A tak poza tym to ja nie umiałem nigdy odpuścić jakiegoś przedmiotu. Sumienie nie pozwalało
Także Aga - wierzę w ciebie, dasz radę do końca LO tak trzymać
mawete - 30 Maj 2006, 06:55
Witam o poranku
Pako: co Ci nie pozwalało?
Iscariote - 30 Maj 2006, 07:11
Cóż.... sumienie poważna sprawa. (powiedział człek ze 100% frekwencji w szkole przez ostatnie 5 lat)
No ale ja sie witam i za 5 minut wychodzę na egzamin ustny z niemieckiego. Musze się zaprezentować jako najwspanialsza porażka moich pań nauczycielek
mawete - 30 Maj 2006, 07:19
hehe.. ja miałem frekwencję max 75% - nadgorliwość jest gorsza od faszyzmu.... ale kiedy to było.... Powodzenia na egzaminie.

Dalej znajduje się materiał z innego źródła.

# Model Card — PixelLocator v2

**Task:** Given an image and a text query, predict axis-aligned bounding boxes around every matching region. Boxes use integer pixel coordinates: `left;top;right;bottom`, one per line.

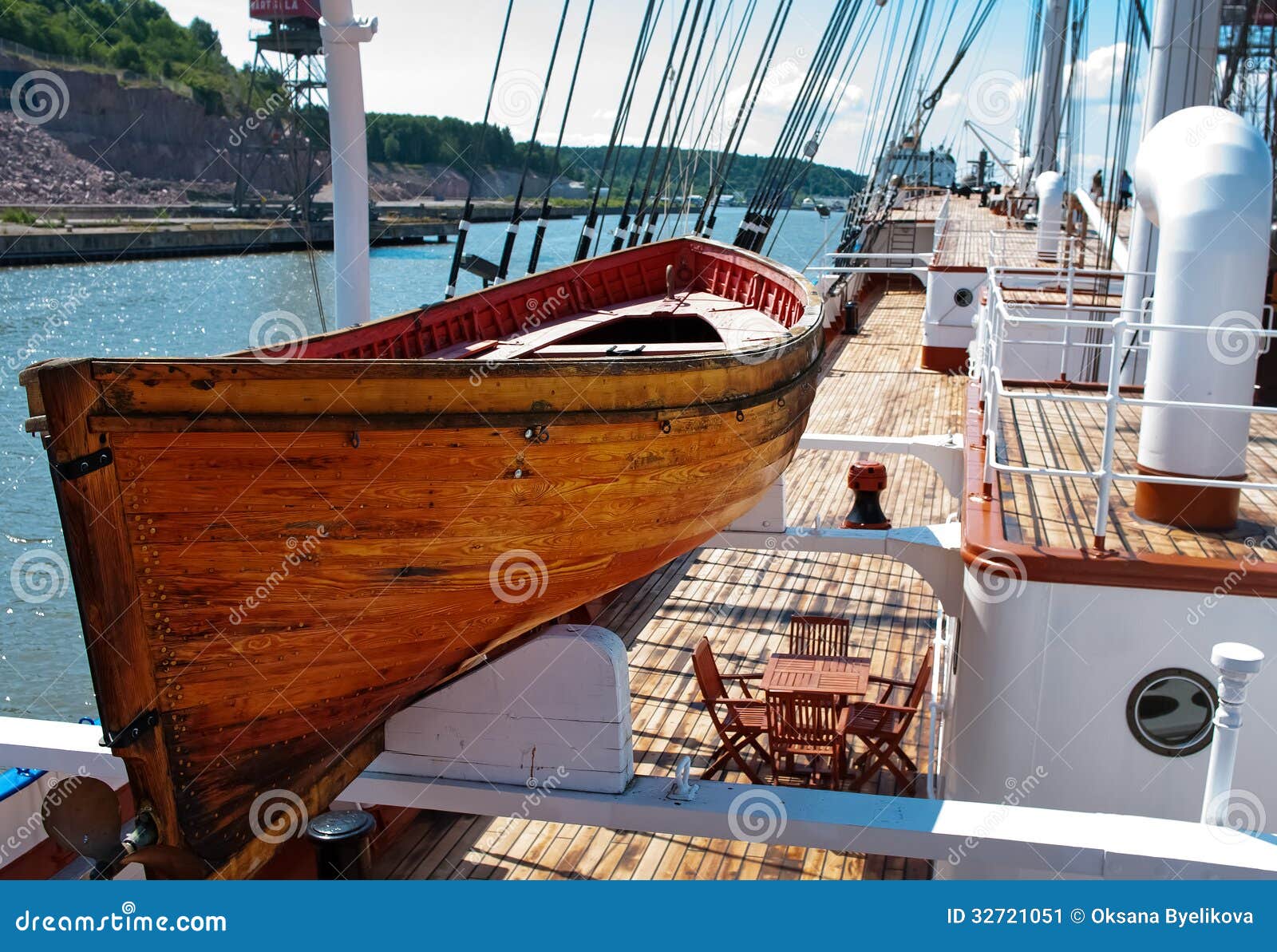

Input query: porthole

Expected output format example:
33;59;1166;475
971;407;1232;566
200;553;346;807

1126;667;1217;756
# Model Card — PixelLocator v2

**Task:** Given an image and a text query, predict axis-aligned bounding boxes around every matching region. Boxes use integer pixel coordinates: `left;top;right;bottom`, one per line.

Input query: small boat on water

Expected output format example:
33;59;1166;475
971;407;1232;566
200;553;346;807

22;239;824;875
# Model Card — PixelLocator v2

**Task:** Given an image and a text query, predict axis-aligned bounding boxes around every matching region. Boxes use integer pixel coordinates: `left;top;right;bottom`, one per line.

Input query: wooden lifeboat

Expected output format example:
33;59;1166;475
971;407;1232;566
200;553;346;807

23;239;822;877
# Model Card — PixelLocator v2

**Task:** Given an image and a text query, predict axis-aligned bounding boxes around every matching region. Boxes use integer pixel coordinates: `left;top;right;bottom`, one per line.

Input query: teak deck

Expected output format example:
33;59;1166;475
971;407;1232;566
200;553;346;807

375;288;964;879
998;388;1277;562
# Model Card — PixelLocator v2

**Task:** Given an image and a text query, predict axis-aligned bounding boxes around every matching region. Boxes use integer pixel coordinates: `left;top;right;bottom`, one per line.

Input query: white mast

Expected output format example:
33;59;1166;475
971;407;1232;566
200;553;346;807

321;0;377;326
1028;0;1069;181
1121;0;1220;383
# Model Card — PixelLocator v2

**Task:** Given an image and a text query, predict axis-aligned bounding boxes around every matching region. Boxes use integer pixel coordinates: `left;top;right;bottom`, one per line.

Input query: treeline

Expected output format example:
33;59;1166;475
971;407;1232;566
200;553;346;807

0;0;247;113
0;0;864;198
368;113;864;198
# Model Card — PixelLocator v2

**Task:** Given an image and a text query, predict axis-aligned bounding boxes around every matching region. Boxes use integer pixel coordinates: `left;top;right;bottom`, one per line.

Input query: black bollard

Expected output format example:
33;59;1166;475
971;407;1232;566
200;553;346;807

843;460;892;530
306;810;377;879
843;301;860;336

Ixolite - 30 Maj 2006, 07:55
Bry. A ja zaspalem Dzis wariant sniadania-w-postaci-rogala-w-drodze-do-szkoly.
Duke - 30 Maj 2006, 08:18
Tjaa to i ja się witam nie chwaląc poranka.
elam - 30 Maj 2006, 08:24
jak mowi przyslowie, nie chwal dnia przed zachodem slonca, a chlopa przed smiercia
to ja tak samo, jak Duke - niczego na razie nie bede chwalila
ale powitam wszystkich cieplo
mawete - 30 Maj 2006, 08:38
cześć Gremlinku
elam - 30 Maj 2006, 08:56
czesc mawete
Pako - 30 Maj 2006, 09:29
cześć all
Sumienie mawete.. powtórz pięć razy: sumienie, sumienie, sumienie, syumienie, sumienie
Frekwencji na sto percent nie miałem... ale zawsze góra parę dni opuszczone, nie więcej.